L’insensibilité du président
On a critiqué l’insensibilité et l’indifférence du président Bakili Muluzi face à la situation. A son retour d’un voyage de trois semaines en Grande-Bretagne et aux Etats-Unis, le 14 février, il a nié que des gens mouraient de faim. A un journaliste qui voulait savoir ce que faisait le gouvernement pour alléger la situation désespérée de ceux qui mouraient de faim, il a répliqué qu’il voulait d’abord connaître le nombre de ces morts, ajoutant que ce sont les médias qui salissent la bonne renommée du Malawi.
Les religieux de Lilongwe ont lancé un défi et demandé une intervention spéciale du gouvernement. Ils ont suggéré que les parlementaires fassent un rapport de la situation dans leur circonscription électorale, et que le gouvernement déclare la famine catastrophe nationale. Le gouvernement devrait contrôler les prix, casser celui du maïs par des subventions. Devant cette catastrophe humanitaire, il devrait demander instamment à la communauté internationale de venir au secours de la population.

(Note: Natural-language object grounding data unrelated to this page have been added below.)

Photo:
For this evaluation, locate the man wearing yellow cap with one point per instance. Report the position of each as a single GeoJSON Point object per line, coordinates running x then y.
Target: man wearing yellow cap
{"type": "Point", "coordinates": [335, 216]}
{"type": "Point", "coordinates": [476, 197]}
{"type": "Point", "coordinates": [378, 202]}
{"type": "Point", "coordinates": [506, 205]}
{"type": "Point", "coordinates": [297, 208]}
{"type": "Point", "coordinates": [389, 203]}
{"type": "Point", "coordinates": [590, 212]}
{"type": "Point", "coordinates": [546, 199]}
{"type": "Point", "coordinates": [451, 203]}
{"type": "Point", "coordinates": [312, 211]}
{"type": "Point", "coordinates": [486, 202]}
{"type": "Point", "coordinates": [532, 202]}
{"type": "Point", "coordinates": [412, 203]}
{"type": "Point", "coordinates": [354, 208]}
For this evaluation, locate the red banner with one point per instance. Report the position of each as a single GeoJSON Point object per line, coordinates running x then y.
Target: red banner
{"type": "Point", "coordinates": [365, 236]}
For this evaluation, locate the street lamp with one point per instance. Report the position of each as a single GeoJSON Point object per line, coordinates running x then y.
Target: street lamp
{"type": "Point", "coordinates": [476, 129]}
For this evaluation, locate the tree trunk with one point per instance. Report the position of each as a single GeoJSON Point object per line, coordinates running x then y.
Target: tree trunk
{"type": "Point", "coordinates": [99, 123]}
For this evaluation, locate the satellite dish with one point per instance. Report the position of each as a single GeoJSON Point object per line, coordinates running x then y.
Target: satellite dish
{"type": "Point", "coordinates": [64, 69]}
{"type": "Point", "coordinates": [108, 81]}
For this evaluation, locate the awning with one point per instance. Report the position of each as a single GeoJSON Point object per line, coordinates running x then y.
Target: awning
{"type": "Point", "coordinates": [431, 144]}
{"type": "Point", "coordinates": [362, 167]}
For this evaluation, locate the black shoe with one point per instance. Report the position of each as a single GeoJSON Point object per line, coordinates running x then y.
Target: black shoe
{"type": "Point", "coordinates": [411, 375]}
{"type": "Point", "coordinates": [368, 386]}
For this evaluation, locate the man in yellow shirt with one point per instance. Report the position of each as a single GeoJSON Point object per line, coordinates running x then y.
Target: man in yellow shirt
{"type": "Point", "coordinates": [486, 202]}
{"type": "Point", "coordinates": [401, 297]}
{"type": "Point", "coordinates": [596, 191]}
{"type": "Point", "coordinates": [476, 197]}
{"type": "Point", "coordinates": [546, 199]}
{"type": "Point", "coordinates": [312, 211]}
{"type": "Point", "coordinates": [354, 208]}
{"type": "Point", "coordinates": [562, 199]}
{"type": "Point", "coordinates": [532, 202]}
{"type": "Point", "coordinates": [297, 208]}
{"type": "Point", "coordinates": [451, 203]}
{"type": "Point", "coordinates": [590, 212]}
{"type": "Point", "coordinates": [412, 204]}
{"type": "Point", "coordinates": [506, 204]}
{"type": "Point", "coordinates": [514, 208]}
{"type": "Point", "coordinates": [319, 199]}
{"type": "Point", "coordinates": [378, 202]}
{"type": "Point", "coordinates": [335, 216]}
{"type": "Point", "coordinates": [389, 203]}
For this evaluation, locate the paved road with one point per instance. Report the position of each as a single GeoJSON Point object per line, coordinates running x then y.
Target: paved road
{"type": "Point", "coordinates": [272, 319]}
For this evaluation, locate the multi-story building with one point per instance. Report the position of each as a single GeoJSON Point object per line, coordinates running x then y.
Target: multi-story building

Les prêtres condamnent aussi ceux qui ont acheté le maïs à bas prix pour le revendre à un prix élevé, accumulant d’énormes profits absolument immoraux. Ils condamnent le fait que le maïs ait été vendu à ceux qui en avaient les moyens, et même à d’autres pays, alors qu’on savait très bien que la moisson serait catastrophique. Ils critiquent finalement le Fonds monétaire international (FMI) qui a fait pression pour que l’ADMARC vende les réserves stratégiques du maïs et que cet argent serve à rembourser la dette publique du Malawi, au lieu de constituer de nouveaux stocks de réserve de maïs.
Le Malawi a un urgent besoin d’assistance pour alléger la tragédie humaine de la faim qui sévit dans le pays.